This just in via many news alert emails: The Republican National Convention will convene on Monday and immediately recess until Tuesday afternoon, due to severe weather reports regarding Tropical Storm Isaac:
Republican officials Saturday canceled most of Monday’s planned opening of the Republican National Convention in Tampa, Fla., bowing to concerns about the safety of delegates who were to gather as Tropical Storm Isaac barreled into the area.
The plan is to formally gavel the convention open, then recess until Tuesday. The most notable events of the convention will come later, capped with Mitt Romney’s nomination acceptance speech Thursday night.
Romney’s wife, Ann, is scheduled to speak Tuesday and vice presidential candidate Paul Ryan on Wednesday.

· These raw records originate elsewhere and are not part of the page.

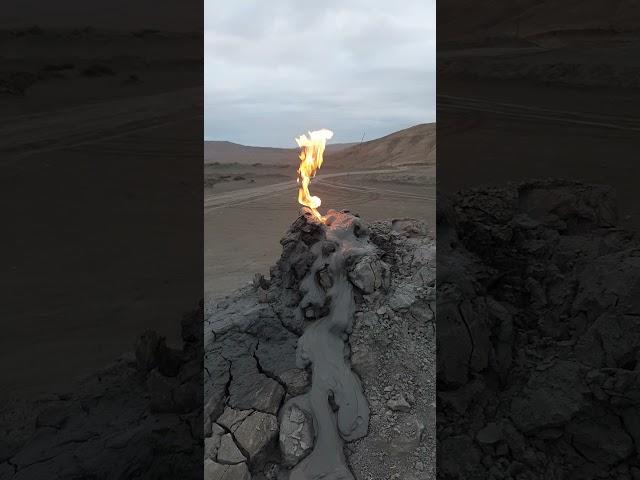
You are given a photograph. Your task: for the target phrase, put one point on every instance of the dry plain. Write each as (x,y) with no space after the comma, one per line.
(251,201)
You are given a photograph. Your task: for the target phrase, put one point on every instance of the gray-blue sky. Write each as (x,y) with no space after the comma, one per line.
(275,69)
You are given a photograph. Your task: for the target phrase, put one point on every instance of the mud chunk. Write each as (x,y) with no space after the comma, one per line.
(399,404)
(297,381)
(370,274)
(296,435)
(212,443)
(232,418)
(458,457)
(217,471)
(490,434)
(551,397)
(257,434)
(228,451)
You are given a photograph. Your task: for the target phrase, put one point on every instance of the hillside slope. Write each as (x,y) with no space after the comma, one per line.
(414,145)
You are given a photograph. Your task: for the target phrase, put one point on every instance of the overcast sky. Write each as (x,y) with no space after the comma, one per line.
(275,69)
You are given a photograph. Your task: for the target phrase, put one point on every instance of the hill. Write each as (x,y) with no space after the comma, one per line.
(414,145)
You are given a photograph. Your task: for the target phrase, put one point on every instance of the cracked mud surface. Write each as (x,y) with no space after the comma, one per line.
(538,335)
(252,343)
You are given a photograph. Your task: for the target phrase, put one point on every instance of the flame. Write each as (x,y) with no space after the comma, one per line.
(312,150)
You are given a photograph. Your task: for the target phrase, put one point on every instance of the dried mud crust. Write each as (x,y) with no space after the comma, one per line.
(252,340)
(538,335)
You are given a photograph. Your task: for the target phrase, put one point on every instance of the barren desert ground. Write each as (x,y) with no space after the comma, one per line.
(249,204)
(85,116)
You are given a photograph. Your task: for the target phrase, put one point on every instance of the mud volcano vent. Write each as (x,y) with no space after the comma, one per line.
(326,370)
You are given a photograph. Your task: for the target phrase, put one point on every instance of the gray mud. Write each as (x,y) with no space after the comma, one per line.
(322,347)
(326,369)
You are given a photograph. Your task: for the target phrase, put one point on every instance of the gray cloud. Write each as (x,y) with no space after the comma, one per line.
(276,69)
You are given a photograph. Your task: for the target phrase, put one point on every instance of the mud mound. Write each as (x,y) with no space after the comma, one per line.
(538,335)
(326,369)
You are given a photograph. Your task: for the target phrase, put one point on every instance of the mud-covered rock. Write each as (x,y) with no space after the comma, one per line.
(296,435)
(257,435)
(537,334)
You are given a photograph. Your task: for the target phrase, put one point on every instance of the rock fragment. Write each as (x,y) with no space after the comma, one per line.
(296,435)
(228,451)
(256,435)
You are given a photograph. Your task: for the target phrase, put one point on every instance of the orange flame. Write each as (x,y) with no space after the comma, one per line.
(312,150)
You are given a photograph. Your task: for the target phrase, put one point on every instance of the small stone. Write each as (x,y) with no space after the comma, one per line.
(232,418)
(216,471)
(398,404)
(490,434)
(146,349)
(403,297)
(228,451)
(212,443)
(296,435)
(296,380)
(256,433)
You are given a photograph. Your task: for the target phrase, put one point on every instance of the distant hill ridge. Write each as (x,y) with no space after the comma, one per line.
(414,145)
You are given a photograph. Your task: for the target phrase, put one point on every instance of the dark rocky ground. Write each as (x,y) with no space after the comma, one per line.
(538,335)
(252,428)
(138,418)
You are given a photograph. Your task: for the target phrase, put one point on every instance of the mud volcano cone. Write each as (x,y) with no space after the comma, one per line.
(280,371)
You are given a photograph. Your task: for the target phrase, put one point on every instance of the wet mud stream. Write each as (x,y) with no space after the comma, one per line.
(335,401)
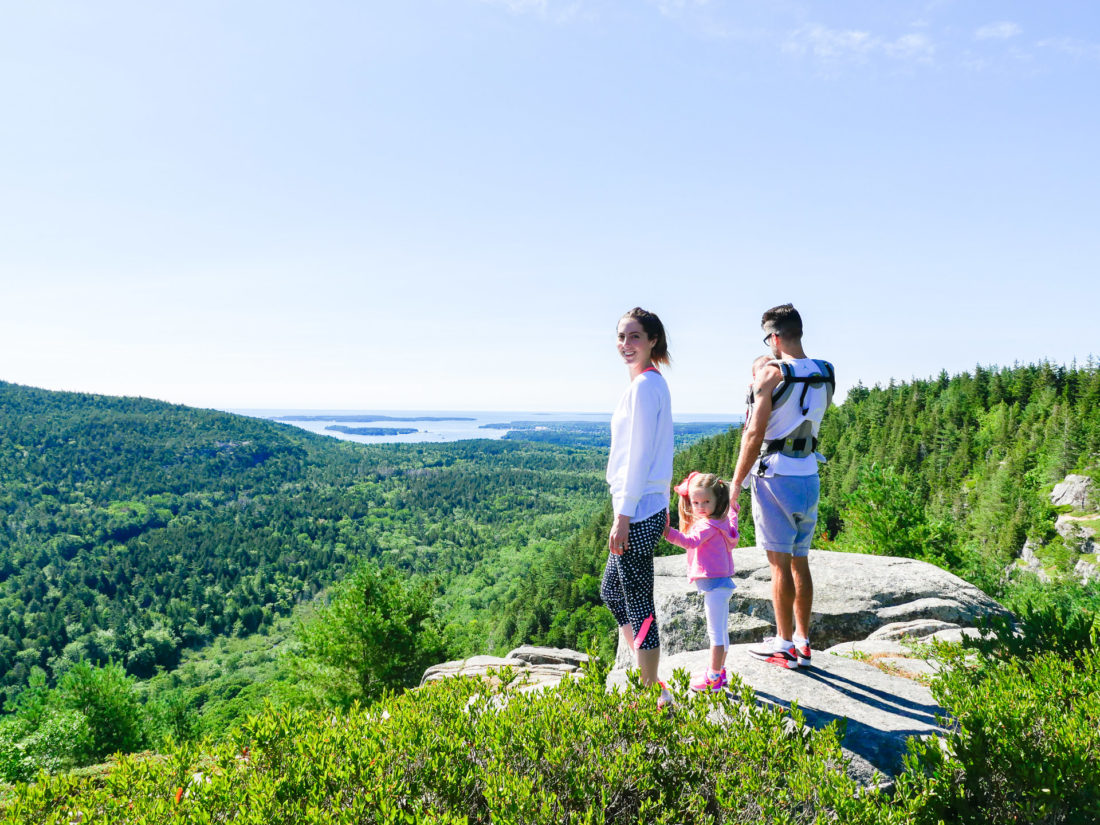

Isaac was headed on a track past Tampa toward landfall perhaps in the Florida Panhandle, but its trajectory was not clear Saturday. The storm was wide enough, however, that it was expected to affect much of western Florida.
For the latest information go to www.latimes.com.
What does take place will be held in a 19,500-seater, the Tampa Bay Times Forum, and of course, some redecorating was in order.
So what did those geniuses, those meticulous planner-aheaders, those wizards of decor come up with? Why, they decided on a Frank Lloyd Wright look.
And that look will be scrutinized to the nth degree, just as Team Obama’s design was for their choice of Greek columns at the Democratic Convention:
As architecture critic Christopher Hawthorne of the L.A.Times puts it, “There are more than a few risks in going with Frank Lloyd Wright as your architectural touchstone. And I wonder how many of them the Romney campaign has fully considered.”
Silly Christopher, he must have forgotten that Willard Romney has a knack for ill-considered ideas:
[T]he stage will be crowded with large video screens framed in wood. Actually the “wood” will be made of vinyl and various laminates, but it’ll read on television as cherry, mahogany and walnut. [...]
For this particular ticket, the most obvious risk is the Ayn Rand connection. Wright was the chief inspiration for the headstrong architect Howard Roark, hero of Rand’s 1943 novel “The Fountainhead.” Romney’s running mate, Wisconsin Rep. Paul D. Ryan, was long a devotee of Rand’s Objectivist philosophy.
Wait. No… really? Team Willard forgot to vet the architecture? Oops!
Paul Ryan’s hypocritical efforts to distance himself from Ayn Rand are laughable, as you can see from my most recent Blunt video:
This just keeps on getting better:
[W]hen Ryan steps behind the lectern to accept the vice presidential nomination next week, he’ll be sharing the stage with Rand’s ghost, a specter he has been trying to outrun for weeks. [...]
Romney’s team rejected an earlier version of the stage design — one without the Wright references — as too cold and detached…
Oh that’s rich, Willard doesn’t want to come off as detached.
So instead, the Ryan-Rand connection will be set in stone:
By venturing right into “Fountainhead” territory in Tampa, the Romney campaign is opening itself up to a critique of its own taste in architectural metaphor.
Tropical Storm Isaac and Ayn Rand… what inadvertently memorable guests! Talk about a high risk event!